The narrative isn’t limited to Yango. In Tunisia, the Estonian ride-hailing giant Bolt is currently embroiled in a major scandal, with its operations suspended amid serious allegations of money laundering, tax evasion, and operating without proper licenses. Millions in assets have been seized, and the company’s headquarters shuttered, a stark reminder of the potential pitfalls of rapid expansion in emerging markets without meticulous attention to local regulations.
The core of the conflict lies in the fundamental differences between the traditional taxi model and the ride-hailing platform. Traditional taxi unions often represent drivers who have invested significantly in licenses and vehicles, operating under a framework of regulations that govern fares, vehicle standards, and driver qualifications. Ride-hailing apps, on the other hand, often utilize a more flexible model with drivers using their own vehicles and fares determined by algorithms, leading to accusations of undercutting and unfair competition.
The “Dolel Transport” movement in Senegal is just one example of how taxi unions are mobilizing against these perceived threats. They argue that ride-hailing apps promote irregular transport services, undermining the established ecosystem. While some governments, like Senegal’s Transport Minister El Malick Ndiaye, have expressed a willingness to legalize new transport models, this has only further inflamed tensions with traditional operators who fear being rendered obsolete.
For ride-hailing companies, the allure of the African market is undeniable. With rapidly growing urban populations and often inadequate public transport systems, the potential for expansion is immense. Platforms like Yango, which operates in over 20 countries globally, including several in Africa, tout their ability to offer affordable and accessible transportation solutions. However, their ambition to scale across the continent is increasingly being hampered by the resistance they face.

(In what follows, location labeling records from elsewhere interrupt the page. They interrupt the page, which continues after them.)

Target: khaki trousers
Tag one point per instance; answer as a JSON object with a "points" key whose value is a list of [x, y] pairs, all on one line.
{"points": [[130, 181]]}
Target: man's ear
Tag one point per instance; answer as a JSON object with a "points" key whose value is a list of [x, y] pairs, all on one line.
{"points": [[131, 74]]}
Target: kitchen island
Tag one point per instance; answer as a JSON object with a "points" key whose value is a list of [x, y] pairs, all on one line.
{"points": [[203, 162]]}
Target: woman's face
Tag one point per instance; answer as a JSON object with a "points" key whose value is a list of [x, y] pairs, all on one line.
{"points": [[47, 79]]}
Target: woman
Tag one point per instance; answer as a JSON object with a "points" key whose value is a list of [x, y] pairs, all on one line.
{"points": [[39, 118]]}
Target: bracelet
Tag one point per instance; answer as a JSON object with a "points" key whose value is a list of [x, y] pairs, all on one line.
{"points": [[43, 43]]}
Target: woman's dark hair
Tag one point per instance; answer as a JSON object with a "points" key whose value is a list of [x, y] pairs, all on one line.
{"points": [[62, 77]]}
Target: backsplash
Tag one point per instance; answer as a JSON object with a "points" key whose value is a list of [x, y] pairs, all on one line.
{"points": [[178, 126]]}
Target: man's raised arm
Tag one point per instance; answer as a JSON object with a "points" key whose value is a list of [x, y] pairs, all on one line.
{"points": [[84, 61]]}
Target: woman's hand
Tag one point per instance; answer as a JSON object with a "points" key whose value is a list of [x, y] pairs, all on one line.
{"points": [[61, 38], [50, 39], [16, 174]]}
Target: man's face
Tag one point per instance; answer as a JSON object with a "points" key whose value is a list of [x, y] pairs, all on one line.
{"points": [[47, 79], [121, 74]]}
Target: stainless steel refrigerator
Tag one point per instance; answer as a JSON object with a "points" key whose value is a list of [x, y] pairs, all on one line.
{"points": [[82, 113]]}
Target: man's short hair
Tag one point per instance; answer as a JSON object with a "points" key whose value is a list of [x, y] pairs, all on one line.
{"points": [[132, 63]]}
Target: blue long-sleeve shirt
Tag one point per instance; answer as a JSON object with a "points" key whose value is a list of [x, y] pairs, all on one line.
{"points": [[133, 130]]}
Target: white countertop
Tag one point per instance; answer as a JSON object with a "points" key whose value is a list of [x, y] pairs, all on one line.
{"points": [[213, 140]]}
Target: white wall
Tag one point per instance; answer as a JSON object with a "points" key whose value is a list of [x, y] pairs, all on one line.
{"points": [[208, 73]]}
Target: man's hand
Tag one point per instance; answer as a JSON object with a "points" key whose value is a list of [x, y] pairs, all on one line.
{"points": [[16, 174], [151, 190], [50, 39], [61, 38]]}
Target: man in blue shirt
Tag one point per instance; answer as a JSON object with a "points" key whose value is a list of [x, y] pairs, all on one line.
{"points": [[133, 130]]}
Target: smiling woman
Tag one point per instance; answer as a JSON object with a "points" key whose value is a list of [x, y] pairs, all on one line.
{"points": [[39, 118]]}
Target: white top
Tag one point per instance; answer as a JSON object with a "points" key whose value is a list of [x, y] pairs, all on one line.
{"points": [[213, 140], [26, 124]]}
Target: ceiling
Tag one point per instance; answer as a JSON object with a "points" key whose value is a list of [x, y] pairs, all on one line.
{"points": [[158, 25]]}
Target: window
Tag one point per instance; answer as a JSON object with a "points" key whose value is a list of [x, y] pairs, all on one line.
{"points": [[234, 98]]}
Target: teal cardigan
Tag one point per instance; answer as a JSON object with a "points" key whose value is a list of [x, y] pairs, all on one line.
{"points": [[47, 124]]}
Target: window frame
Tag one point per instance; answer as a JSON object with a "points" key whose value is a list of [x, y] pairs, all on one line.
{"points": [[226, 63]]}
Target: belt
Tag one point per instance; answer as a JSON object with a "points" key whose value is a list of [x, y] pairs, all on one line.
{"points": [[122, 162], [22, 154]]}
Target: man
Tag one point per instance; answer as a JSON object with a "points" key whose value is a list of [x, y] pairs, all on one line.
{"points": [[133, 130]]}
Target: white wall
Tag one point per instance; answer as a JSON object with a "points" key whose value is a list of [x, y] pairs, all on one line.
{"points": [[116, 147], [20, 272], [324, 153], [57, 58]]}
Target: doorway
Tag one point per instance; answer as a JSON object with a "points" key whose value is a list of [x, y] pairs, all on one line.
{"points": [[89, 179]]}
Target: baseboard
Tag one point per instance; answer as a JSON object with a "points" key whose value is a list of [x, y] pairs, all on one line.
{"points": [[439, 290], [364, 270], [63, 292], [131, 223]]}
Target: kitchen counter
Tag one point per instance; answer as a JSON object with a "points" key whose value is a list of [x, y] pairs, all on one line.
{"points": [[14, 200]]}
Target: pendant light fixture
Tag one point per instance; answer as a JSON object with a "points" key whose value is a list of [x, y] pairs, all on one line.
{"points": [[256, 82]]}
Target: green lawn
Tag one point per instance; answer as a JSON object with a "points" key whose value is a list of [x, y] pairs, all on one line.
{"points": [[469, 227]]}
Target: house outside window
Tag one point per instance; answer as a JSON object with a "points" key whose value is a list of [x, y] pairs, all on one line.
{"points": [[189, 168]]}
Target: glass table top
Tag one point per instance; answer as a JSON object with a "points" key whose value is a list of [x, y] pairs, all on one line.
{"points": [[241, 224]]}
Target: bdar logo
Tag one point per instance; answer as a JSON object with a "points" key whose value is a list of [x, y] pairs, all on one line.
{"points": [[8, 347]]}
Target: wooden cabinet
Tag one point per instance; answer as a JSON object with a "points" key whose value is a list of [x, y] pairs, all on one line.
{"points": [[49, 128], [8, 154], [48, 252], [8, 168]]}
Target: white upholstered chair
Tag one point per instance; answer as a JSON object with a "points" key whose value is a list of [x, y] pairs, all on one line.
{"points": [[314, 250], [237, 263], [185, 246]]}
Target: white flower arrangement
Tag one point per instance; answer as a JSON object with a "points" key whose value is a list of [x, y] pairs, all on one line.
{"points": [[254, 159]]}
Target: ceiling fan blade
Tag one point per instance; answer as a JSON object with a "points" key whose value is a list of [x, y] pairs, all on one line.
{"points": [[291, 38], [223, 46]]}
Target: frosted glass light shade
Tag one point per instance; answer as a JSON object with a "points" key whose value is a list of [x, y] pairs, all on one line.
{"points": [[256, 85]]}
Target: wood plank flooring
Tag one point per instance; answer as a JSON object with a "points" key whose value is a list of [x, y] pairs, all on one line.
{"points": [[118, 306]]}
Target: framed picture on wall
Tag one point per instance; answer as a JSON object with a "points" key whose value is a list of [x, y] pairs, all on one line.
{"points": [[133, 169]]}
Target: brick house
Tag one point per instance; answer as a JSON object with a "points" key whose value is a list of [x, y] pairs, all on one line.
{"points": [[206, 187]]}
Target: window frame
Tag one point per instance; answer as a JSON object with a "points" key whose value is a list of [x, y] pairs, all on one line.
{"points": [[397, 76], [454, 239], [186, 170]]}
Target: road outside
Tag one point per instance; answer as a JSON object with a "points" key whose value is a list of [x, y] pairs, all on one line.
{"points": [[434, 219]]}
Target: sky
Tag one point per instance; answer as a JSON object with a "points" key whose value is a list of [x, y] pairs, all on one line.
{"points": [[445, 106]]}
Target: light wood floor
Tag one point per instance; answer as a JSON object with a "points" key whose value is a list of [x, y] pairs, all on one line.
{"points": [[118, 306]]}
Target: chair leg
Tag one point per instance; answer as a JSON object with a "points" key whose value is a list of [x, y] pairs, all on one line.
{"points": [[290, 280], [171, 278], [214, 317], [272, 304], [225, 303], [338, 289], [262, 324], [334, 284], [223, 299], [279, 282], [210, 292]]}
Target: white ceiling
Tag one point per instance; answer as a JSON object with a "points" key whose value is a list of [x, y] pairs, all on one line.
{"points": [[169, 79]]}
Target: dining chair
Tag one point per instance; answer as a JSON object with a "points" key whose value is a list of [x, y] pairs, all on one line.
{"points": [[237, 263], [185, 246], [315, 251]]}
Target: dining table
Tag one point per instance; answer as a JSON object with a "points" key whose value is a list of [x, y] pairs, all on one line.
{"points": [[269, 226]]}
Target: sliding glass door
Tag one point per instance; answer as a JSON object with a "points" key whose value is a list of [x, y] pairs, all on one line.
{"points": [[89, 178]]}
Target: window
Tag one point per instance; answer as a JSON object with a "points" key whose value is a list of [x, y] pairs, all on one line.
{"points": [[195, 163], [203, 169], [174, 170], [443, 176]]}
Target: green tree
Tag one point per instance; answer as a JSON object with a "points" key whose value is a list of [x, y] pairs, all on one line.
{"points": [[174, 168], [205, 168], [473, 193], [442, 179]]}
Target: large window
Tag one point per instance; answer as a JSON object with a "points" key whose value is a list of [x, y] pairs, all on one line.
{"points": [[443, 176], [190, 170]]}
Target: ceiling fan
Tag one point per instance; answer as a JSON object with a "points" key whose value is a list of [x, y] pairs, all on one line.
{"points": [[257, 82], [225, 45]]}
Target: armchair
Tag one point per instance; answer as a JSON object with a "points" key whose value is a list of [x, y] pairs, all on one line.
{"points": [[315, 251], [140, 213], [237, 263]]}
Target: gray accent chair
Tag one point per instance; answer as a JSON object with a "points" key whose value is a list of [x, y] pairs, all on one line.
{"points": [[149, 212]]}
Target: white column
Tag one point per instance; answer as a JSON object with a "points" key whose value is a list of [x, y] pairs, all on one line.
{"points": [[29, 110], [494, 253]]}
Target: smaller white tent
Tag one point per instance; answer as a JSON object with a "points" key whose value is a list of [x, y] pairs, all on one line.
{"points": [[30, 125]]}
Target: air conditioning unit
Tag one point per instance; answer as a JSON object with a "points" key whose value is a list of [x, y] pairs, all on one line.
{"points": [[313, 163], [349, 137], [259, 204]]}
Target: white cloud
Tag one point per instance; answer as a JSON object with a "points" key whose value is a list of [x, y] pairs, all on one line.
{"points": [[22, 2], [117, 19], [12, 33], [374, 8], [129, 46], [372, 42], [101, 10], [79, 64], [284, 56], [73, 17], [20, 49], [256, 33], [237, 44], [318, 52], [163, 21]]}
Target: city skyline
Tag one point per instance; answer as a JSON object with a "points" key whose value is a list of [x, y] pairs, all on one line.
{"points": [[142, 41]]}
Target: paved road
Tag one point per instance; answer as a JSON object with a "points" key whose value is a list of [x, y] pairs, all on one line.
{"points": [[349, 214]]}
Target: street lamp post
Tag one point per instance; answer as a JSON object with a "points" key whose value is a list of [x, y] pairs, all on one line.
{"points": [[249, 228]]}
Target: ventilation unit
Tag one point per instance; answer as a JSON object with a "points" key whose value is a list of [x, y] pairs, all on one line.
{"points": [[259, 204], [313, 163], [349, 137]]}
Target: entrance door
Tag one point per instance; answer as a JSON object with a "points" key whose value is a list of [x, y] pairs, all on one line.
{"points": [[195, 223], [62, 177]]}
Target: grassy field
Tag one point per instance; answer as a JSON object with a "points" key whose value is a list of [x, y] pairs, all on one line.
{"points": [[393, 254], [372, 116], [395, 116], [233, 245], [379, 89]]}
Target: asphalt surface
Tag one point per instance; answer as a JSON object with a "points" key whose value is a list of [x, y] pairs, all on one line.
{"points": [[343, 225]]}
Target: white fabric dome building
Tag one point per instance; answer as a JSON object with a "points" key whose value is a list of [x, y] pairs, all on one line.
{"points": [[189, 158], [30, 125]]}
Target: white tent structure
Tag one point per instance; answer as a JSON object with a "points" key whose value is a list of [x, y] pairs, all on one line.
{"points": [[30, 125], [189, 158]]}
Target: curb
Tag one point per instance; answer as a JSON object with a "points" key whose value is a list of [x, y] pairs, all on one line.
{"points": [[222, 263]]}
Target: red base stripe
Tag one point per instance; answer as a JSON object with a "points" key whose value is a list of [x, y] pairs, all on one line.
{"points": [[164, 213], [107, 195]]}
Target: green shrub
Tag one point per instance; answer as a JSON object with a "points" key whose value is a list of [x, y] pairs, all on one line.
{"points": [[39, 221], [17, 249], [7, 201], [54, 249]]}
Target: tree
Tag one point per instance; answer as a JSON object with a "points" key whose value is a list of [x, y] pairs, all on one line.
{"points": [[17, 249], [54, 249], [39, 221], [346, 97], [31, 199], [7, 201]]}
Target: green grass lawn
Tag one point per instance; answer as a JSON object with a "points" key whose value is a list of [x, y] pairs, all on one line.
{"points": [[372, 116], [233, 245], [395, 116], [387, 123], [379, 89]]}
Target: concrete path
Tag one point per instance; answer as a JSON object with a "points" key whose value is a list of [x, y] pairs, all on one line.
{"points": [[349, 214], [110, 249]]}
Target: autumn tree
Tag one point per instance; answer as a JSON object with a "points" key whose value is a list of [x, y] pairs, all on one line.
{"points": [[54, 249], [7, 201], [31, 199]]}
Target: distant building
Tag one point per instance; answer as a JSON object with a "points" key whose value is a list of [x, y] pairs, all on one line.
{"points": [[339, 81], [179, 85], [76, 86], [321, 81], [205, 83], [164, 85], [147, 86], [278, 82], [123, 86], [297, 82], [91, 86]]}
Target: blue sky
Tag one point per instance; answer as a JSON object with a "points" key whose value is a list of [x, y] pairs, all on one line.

The regulatory pushback in Africa is not unique to the continent. Globally, ride-hailing companies have faced scrutiny and legal battles as governments grapple with how to integrate these new technologies into existing transportation frameworks. However, in Africa, the power and organization of traditional taxi unions, coupled with governments often prioritizing the protection of local livelihoods, present a particularly formidable challenge.
The outcome of the legal battle in Senegal, expected in July 2025, could set a significant precedent for the digital transportation sector in the country and potentially across the region. It will force a reckoning: can ride-hailing companies operate in Africa on their own terms, or will they be compelled to adapt to the demands and regulations of local authorities and the powerful influence of taxi unions?
The future of urban mobility in Africa likely lies in finding a balance. Ride-hailing platforms offer undeniable benefits in terms of convenience and efficiency, but they must also operate within a legal and regulatory framework that addresses concerns about fair competition, safety, and the livelihoods of existing transport providers. As the standoff in Senegal demonstrates, the road to a seamless integration of technology and traditional transport in Africa is likely to be a bumpy one, with taxi unions proving to be a significant force in shaping the journey.